Jesus. It's always the simple solution, isn't it? I eyeballed it with the belt installed, and it looks okay. I think I'm just so used to something being wrong on this car that I assumed there was some crap I had to fix here, when it was actually okay (other than that washer/spacer). I guess I'll just drive it and see if anything screws up.


----------



## gjones (Oct 8, 2012)

*Brackets*

Easy-breezy. How's your power steering alignment?


----------



## Chazz (Mar 8, 2010)

Power steering alignment is laser-straight. It's definitely an issue with the alternator; I have a couple old 12si's sitting around (the new Powermaster is a 12si), so I installed one of those on the car and it fit perfectly. So my eyes aren't playing tricks on me. :confused

I did some mixing and matching parts with the Powermaster and that old 12si, and I found that the Powermaster's fan is thicker, and the spacer that keeps the fan away from the body casting is also thicker. I called Powermaster today and the tech suggested that I can mix and match parts as need be, but to keep in mind that their thicker fan will cool better for high RPM and race applications. If I can't get the Powermaster fan and pulley to fit right, I'll probably end up using the fan off the old 12si instead. I guess we'll see.


----------



## BearGFR (Aug 25, 2008)

I fought for a long time on my 69 getting the belts aligned. My problems were compounded by a combination of several factors:

1) My 69 was an early-production car with the short-snout water pump.
2) I'm running a standard-snout aftermarket "high flow" pump now.
3) It's a factory A/C car
4) I'm running an SFI-certified harmonic balancer which would not allow the original A/C compressor drive pulley to be used.

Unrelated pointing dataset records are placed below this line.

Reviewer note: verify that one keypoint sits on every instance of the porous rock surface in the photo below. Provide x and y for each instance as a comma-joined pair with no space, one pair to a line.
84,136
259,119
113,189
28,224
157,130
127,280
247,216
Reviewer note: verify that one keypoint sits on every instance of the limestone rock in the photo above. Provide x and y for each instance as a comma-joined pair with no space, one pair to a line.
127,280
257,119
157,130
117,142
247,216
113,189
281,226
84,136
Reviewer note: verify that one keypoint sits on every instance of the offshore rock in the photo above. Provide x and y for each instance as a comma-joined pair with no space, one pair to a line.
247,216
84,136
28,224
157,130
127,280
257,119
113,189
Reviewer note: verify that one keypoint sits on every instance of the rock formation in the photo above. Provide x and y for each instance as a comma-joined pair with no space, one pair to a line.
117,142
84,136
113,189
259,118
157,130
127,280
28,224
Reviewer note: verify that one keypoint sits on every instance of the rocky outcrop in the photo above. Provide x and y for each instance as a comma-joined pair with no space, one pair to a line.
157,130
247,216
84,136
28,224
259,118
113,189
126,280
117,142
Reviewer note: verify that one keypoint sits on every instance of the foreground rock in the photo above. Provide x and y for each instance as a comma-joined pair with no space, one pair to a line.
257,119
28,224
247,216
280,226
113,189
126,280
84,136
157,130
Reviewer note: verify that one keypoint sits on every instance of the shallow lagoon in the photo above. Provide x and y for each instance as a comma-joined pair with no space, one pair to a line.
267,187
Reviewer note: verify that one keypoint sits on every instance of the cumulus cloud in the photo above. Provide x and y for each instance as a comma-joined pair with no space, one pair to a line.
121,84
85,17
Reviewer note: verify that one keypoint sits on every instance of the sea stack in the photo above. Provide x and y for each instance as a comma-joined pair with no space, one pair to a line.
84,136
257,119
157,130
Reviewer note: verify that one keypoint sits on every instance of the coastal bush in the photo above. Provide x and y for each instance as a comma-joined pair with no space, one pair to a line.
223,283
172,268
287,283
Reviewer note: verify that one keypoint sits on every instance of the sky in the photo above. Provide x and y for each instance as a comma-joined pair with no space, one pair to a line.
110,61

All of that conspired to create 'much fun' in the old Bear cave.

I finally figured out a way to make myself a tool to help align the pulleys. It's a verified straight piece of aluminum bar stock with two arcs cut out of it. The arcs have different radii for using on different diameter pulleys. Placing the arc down into the grooves of one pulley will automatically align the tool perpindicular to the pulley axis. If the other end of the bar is centered in the grooves of an adjacent pulley, then you know they are aligned. If not, then you know which direction one of them has to move and by how much. I'll attach a couple of photos. The second one shows sort of how to use it, but in the photo the belt is installed. To actually use the tool the belt must be removed so you can settle the tool down into the groove. For me, using this tool was a whole lot more accurate than trying to use my (admittedly ancient) eyeballs. 

Bear


----------



## Chazz (Mar 8, 2010)

Bear: I wonder if I could do the same thing with a sturdy straight edge square.....I'll try when I get home.

Good news is that I think I've more or less solved the problem. I found an alternator and starter repair shop in town, so I ran by there with the Powermaster before work today and sought their assistance. The guy gave me a shorter spacer for no charge (I traded him the one I had, ha), and upon a quick install to eyeball the difference.....it looks about spot on now.


----------



## BearGFR (Aug 25, 2008)

Chazz said:


> Bear: I wonder if I could do the same thing with a sturdy straight edge square.....I'll try when I get home.


A straight edge might work if you're very careful. Using that bar stock with some thickness to it, combined with the arcs I cut into it cause it to "automatically" square itself with the pulley groove. When I lay it down in there and put a little downward pressure on it, it's rock-solid with no wiggle.

Bear


----------